[libc-dev] ppc64le and 32-bit LE userland compatibility
Daniel Kolesa via libc-dev
libc-dev at lists.llvm.org
Mon Jun 1 17:11:03 PDT 2020
On Tue, Jun 2, 2020, at 01:45, Joseph Myers wrote:
> On Tue, 2 Jun 2020, Daniel Kolesa wrote:
> > Are you sure this would be a new port? Glibc already works in this
> > combination, as it seems to me it'd be best if it was just a variant of
> > the existing 32-bit PowerPC port, sharing most conventions besides
> > endianness with the BE port.
> The supported glibc ABIs are listed at
> <https://sourceware.org/glibc/wiki/ABIList>. This would be a new ABI,
> which should have a new ABI-and-architecture-specific dynamic linker name
> (all new ports are expected to have a unique dynamic linker name for each
> ABI, to support systems using multiarch directory arrangements), new
> symbol versions and avoid legacy features such as 32-bit time or offsets
> or IBM long double.
> > 128-bit IEEE long double would not work, since that relies on VSX being
> > present (gcc will explicitly complain if it's not). I'd be all for using
> The minimum supported architecture for powerpc64le (POWER8) has VSX. My
> understanding was that the suggestion was for 32-bit userspace to run
> under powerpc64le kernels running on POWER8 or later, meaning that such a
> 32-bit LE port, and any ABI designed for such a port, can assume VSX is
> available. Or does VSX not work, at the hardware level, for 32-bit
> POWER8? (In which case you could pick another ABI for binary128 argument
> passing and return.)
POWER8 may have VSX (well, actually POWER7 and newer has VSX and can run LE, but glibc does not support this, musl potentially does), but the overall assumption here is that the resulting binaries should eventually not be limited to being just userspace under ppc64le, but should be runnable on a native kernel as well, which should not be limited to any particular baseline other than just PowerPC.

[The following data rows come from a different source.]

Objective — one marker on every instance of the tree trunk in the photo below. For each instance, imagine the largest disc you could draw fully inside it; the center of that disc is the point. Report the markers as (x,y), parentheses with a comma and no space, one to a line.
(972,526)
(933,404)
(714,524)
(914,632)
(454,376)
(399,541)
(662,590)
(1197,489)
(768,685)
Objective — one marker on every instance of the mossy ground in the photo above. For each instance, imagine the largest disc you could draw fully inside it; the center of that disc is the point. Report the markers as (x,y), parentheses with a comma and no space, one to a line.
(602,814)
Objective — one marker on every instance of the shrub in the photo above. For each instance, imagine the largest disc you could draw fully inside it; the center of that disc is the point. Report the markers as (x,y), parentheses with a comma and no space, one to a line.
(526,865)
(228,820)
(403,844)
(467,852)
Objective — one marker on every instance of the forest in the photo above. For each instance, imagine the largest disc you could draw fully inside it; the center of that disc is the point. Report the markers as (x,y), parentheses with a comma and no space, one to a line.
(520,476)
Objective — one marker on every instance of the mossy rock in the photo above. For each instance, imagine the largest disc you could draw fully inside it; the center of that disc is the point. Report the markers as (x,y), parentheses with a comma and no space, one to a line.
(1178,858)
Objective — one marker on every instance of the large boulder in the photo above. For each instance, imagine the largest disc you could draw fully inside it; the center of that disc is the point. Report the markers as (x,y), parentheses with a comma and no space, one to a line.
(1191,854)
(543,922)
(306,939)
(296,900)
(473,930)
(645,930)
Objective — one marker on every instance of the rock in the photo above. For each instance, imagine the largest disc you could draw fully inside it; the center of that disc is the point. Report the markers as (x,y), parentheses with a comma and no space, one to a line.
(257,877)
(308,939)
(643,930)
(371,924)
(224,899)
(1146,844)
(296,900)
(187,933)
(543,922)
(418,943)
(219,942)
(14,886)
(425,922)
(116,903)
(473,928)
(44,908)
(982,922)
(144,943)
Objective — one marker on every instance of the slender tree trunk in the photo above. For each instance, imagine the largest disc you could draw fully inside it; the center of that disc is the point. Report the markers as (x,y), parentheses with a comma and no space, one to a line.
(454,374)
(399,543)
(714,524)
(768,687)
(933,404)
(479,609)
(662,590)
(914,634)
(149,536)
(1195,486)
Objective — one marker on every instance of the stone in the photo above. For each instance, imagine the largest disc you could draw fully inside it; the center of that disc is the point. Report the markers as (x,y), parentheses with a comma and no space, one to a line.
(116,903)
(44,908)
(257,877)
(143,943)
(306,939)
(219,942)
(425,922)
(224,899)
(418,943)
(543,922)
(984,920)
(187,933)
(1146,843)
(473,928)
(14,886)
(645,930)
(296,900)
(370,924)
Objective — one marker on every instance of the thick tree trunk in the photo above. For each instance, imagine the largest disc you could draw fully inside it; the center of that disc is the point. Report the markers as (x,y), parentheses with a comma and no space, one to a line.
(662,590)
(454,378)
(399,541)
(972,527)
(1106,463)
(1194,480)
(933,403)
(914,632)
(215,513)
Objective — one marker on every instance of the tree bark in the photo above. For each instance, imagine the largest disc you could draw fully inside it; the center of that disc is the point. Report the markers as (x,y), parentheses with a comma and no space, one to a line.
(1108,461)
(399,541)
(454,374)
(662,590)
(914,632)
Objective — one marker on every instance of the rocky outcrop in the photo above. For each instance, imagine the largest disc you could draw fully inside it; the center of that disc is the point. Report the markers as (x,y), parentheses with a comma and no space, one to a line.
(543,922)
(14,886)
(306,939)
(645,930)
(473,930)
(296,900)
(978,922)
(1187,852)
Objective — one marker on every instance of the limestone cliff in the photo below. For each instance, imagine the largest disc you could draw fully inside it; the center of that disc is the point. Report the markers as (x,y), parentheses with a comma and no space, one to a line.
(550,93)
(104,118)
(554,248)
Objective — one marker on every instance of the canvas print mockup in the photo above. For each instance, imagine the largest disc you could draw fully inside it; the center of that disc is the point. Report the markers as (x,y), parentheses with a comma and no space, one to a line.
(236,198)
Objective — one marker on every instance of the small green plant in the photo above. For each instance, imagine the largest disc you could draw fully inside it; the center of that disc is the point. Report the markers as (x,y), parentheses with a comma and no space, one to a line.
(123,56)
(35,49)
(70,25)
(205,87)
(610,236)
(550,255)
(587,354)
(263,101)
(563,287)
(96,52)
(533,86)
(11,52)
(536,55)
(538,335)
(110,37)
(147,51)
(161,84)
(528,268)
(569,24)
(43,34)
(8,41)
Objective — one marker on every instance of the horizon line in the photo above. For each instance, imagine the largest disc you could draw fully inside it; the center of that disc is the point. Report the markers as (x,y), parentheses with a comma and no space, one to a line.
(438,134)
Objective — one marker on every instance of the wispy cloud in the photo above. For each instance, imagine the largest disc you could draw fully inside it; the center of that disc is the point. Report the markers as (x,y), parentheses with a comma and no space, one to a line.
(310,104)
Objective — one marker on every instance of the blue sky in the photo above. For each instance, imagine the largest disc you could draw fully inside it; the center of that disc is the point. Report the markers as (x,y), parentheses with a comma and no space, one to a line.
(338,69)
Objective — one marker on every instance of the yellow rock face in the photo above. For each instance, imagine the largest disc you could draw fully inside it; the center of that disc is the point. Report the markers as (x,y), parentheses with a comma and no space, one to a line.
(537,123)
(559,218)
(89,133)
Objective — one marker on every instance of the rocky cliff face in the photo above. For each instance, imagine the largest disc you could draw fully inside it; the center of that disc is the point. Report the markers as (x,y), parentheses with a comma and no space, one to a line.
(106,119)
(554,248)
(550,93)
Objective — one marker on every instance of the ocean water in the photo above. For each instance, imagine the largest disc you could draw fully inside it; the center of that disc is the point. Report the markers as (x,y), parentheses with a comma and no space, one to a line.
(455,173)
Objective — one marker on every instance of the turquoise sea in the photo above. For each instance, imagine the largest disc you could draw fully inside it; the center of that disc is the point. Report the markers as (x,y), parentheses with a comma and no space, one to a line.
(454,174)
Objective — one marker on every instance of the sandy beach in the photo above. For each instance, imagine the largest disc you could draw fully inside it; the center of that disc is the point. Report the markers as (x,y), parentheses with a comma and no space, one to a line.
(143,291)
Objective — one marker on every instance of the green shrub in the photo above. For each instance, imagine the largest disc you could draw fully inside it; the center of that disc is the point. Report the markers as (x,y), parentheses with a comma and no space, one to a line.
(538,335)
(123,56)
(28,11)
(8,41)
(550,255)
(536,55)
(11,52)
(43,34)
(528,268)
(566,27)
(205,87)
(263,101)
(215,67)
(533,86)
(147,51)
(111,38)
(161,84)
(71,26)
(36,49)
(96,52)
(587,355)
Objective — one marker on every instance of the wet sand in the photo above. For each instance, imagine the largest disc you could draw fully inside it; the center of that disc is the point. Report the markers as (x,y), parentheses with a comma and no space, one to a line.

While it should in theory be possible to do IEEE ldbl128 using a different ABI, I don't really see any benefit in this - for one, the baseline hardware doesn't support on any level, it would mean further complicating the ABI, and it would require explicit support in the compiler, which currently doesn't exist. Using 64-bit long doubles sounds like a much better way out to me.

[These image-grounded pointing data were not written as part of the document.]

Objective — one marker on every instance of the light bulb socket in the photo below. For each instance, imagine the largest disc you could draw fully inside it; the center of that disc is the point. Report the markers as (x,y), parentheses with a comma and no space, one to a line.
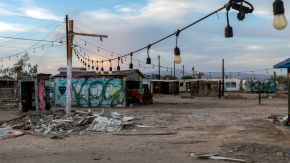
(278,7)
(148,61)
(241,15)
(176,51)
(131,66)
(229,31)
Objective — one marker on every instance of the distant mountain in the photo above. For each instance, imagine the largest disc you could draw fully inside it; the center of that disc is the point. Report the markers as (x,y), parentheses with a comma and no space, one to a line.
(215,75)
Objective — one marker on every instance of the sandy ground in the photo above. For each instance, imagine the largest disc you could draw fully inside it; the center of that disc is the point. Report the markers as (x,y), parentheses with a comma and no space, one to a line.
(236,128)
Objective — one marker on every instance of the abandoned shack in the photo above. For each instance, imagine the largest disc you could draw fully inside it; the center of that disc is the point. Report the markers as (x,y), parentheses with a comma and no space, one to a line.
(92,89)
(34,94)
(8,87)
(163,86)
(205,88)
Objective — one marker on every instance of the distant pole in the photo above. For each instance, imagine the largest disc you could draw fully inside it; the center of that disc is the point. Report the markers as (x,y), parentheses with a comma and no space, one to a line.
(223,77)
(183,71)
(174,69)
(159,67)
(288,75)
(69,34)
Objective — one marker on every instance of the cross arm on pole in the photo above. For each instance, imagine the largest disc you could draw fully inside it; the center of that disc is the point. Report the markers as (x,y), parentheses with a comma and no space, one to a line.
(91,35)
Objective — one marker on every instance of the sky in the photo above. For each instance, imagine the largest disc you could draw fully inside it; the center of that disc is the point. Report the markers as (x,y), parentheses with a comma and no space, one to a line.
(132,24)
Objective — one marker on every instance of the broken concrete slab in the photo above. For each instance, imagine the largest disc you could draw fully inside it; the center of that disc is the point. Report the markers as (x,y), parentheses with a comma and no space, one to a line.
(8,132)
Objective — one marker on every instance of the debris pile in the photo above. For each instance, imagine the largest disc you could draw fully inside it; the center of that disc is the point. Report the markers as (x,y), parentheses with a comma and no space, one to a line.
(78,122)
(278,119)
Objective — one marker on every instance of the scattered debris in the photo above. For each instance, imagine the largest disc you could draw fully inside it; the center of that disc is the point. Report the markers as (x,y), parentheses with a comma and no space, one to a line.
(278,119)
(216,157)
(96,157)
(146,134)
(58,136)
(79,122)
(144,126)
(8,132)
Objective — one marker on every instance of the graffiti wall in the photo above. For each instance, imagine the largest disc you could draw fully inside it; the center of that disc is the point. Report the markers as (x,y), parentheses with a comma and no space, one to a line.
(92,92)
(267,86)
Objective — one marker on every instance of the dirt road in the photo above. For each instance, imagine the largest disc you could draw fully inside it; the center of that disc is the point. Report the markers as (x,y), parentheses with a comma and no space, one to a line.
(236,128)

> > There is also one more thing while we're at this. The 64-bit big endian
> > Void port uses the ELFv2 ABI, even on glibc. This is not officially
> > supported on glibc as far as I can tell, but it does work out of box,
> > without any patching (things in general match little endian then, i.e.

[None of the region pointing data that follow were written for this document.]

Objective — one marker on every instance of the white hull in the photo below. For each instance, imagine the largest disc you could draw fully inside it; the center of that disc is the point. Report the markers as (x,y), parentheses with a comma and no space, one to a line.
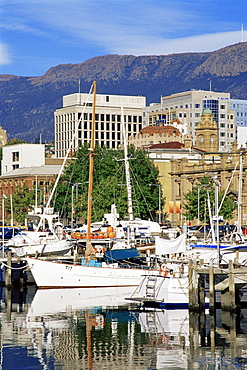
(164,292)
(56,247)
(48,274)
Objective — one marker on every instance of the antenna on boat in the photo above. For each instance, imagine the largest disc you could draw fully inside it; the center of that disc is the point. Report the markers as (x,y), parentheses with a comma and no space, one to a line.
(127,170)
(89,249)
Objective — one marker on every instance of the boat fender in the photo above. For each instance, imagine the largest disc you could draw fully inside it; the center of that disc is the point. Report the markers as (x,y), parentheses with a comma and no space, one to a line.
(164,270)
(99,249)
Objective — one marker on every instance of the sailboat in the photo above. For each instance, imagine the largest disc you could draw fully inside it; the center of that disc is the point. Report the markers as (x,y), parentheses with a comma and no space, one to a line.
(44,239)
(91,272)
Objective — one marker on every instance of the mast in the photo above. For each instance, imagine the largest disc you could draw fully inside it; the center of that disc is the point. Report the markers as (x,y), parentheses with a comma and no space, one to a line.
(239,230)
(127,170)
(89,249)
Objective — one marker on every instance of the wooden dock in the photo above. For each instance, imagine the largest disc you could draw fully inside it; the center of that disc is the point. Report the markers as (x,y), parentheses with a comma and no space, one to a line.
(227,281)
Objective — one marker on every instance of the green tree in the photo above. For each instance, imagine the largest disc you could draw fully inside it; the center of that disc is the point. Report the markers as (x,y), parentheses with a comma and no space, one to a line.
(22,201)
(206,185)
(15,141)
(109,184)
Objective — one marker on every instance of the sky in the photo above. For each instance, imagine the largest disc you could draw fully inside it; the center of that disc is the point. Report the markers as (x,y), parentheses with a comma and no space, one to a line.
(38,34)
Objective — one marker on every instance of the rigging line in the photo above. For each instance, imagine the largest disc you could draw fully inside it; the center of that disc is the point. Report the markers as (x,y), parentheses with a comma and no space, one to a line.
(64,161)
(151,216)
(14,268)
(228,186)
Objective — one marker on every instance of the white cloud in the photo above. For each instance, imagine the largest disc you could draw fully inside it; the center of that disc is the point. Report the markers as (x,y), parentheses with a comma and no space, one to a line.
(5,57)
(200,43)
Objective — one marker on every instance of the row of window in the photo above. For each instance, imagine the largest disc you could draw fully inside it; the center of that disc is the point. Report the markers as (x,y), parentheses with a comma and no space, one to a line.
(69,117)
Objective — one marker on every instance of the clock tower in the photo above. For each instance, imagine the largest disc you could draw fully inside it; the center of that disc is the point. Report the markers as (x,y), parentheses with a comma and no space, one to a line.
(207,132)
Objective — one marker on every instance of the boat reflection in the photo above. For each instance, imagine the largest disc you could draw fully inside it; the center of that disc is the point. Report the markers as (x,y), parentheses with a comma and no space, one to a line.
(98,328)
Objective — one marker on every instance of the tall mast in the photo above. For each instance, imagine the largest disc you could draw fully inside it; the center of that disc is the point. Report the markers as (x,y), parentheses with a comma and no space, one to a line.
(89,248)
(127,170)
(240,193)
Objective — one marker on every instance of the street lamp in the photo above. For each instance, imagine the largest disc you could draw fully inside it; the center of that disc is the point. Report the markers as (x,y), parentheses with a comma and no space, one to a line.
(198,201)
(3,197)
(159,201)
(216,192)
(72,201)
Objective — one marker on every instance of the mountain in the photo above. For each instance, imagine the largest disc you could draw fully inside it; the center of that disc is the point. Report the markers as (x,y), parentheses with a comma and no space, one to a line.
(28,103)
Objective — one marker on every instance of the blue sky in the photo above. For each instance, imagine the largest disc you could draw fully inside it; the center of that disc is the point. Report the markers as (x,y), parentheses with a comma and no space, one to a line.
(38,34)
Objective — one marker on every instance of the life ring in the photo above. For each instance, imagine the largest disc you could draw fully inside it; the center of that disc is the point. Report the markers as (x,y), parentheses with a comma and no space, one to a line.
(164,270)
(99,250)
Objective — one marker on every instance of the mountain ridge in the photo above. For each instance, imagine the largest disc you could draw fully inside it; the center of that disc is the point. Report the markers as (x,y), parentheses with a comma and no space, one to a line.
(28,103)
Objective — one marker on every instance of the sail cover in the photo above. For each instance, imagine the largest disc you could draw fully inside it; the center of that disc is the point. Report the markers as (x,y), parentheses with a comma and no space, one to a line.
(165,246)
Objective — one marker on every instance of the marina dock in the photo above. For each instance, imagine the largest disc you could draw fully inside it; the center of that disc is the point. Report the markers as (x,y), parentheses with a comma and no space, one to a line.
(223,284)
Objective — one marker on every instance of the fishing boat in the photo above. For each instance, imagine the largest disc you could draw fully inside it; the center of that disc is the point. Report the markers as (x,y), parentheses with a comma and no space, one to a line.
(168,288)
(44,237)
(112,271)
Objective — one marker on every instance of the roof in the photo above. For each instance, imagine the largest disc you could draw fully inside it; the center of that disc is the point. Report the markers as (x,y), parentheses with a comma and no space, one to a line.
(206,111)
(44,170)
(169,145)
(151,130)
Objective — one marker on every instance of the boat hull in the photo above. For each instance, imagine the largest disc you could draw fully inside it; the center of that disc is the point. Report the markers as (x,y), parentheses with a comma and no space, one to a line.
(50,274)
(167,292)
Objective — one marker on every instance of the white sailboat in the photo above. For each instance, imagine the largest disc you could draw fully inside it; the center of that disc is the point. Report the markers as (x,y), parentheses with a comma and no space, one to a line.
(47,239)
(91,273)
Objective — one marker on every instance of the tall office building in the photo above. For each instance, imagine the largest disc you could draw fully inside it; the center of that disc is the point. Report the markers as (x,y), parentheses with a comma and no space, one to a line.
(75,117)
(240,107)
(185,109)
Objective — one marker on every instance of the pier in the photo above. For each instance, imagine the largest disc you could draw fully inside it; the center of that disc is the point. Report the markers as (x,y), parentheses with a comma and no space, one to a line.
(223,285)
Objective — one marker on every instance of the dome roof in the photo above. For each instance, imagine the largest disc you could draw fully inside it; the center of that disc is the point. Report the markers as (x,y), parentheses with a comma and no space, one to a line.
(206,111)
(151,130)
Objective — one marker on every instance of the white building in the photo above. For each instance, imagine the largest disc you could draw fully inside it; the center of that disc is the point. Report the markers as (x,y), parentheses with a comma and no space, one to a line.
(185,109)
(22,155)
(240,107)
(75,117)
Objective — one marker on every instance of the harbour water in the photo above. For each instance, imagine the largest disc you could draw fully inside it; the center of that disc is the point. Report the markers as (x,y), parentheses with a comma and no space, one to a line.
(99,329)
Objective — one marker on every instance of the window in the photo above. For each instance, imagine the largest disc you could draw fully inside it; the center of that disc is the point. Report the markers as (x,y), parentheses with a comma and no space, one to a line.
(15,157)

> > ld64.so.2 etc, but they're big endian). Is there any chance of making
> > that support official?
> If you want to support ELFv2 for 64-bit big endian in glibc, again that
> should have a unique dynamic linker name, new symbol versions, only
> binary128 long double, etc. - avoid all the legacy aspects of the existing
> ELFv1 port rather than selectively saying that "ELFv1" itself is the only
> legacy aspect and keeping the others (when it's the others that are
> actually more problematic in glibc).
Again, the BE port cannot use binary128 long double, at least not with the same ABI as on POWER8, since it runs on all 64-bit PowerPC systems starting with 970 (G5, and potentially even POWER4 if built without AltiVec). Unique dynamic linker names are complicated, since as it is, glibc uses ld64.so.1 for ELFv1, and ld64.so.2 for ELFv2. (on 32-bit PowerPC, it's ld.so.1, and uses the SVR4 ABI which is not related to either the AIX/ELFv1 nor the ELFv2 ABIs) If we were to introduce new ports, what would those use? ld64.so.3 for BE/v2? ld.so.2 for LE/32-bit? I can see the reason for a new dynamic linker name though (multi-arch setups).
However, the effective difference between the ports would be rather minimal, if any, as far as I can see. As I already said, we have a whole glibc/ELFv2/BE system, with nearly all of the existing Linux userland covered by the distro, and there haven't been any issues whatsoever.